Active regulatory genomic regions are characterized by accessible chromatin, i.e. the tightly packed genome is unwound and free to interact with transcription factors (TFs) at these places, leading to modulation of nearby gene expression. However, disentangling which regions are involved in gene regulation in which cell type is challenging, since this requires measuring the chromatin accessibility at single cell resolution instead of at the tissue or organism level. We and others have previously developed techniques to measure chromatin accessibility at single cell resolution in up to 10^4 cells. Here we introduce a new method using three levels of combinatorial indexing, uniquely labelling each cell with a distinct set of barcodes, which allows us to profile up to 1 million single cells per experiment (‘sci-ATAC-seq3’).

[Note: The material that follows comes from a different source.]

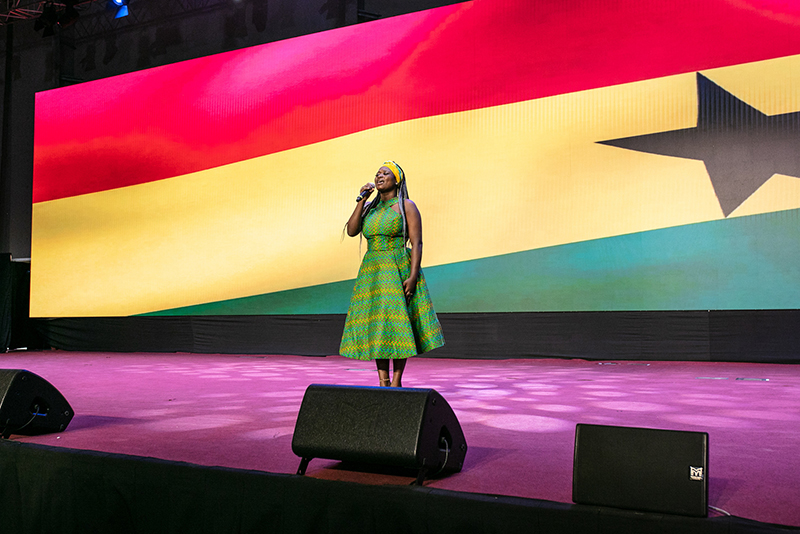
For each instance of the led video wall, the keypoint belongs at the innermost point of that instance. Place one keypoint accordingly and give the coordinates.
(565, 156)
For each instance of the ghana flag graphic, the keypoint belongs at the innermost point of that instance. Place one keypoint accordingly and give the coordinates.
(565, 156)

Figure: Mapping chromatin accessibility and gene expression at single cell resolution in the human body provides a reference map of cell types, candidate regulatory regions, cell fate regulators etc. for studying human gene regulation in vivo. Artist rendition by Dani Bergey (Click here to show mail address).
We applied this method to 15 human fetal tissues, collecting ~800,000 high-quality single cell chromatin accessibility profiles. After grouping cells by similarity of their chromatin profiles into distinct clusters or cell types, we annotated them using single cell gene expression data we generated for the same tissue samples (see companion paper by Cao et al.). We asked which motifs (‘words’ in the genetic code) found in the accessible chromatin of each cell best explain its cell type affiliation and nominated key TFs recognizing these motifs for each cell type. This revealed both known and potentially novel regulators of cell fate specification and/or maintenance. Depending on whether TF expression and the accessibility of the cognate motif was positively or negatively correlated across cell types, each TF could be putatively assigned as activator or repressor of gene expression.
Since we profiled several tissues in the same experiment, we could also compare chromatin accessibility from the same cell type across multiple tissues of origin. This revealed that whereas the chromatin landscapes of e.g. blood cell types are highly similar across organs, endothelial cells exhibit organ-specific chromatin accessibility, in line with their more specialized functions. This organ-specific accessibility appears to be controlled combinatorially by several TFs with overlapping expression patterns.
In total we detected 1.05 million accessible sites, spanning 532 Mb or 17% of the reference human genome. Measuring co-accessibility of these sites within single cells allowed us to score cell type–specific links between candidate enhancers and genes. A majority of genetic variants associated with common diseases fall into non-coding regions of the genome, making them difficult to interpret. We were able to detect enrichment of heritability for specific common human diseases within cell type–specific accessible sites, revealing which cell types might be contributing to disease progression. In addition, comparisons with existing chromatin accessibility data in corresponding adult tissues allowed us to identify fetal-specific cell subtypes and, for example, nominate the TF POU2F1 as a potential regulator of excitatory neuron development.
Taken together this study provides the largest single cell chromatin accessibility dataset published to date. This resource contributes a step towards the field’s long-term goal of establishing a deep, predictive understanding of gene regulation. The freely available data can be explored by tissue, cell type, locus, or motif using an interactive website (descartes.brotmanbaty.org).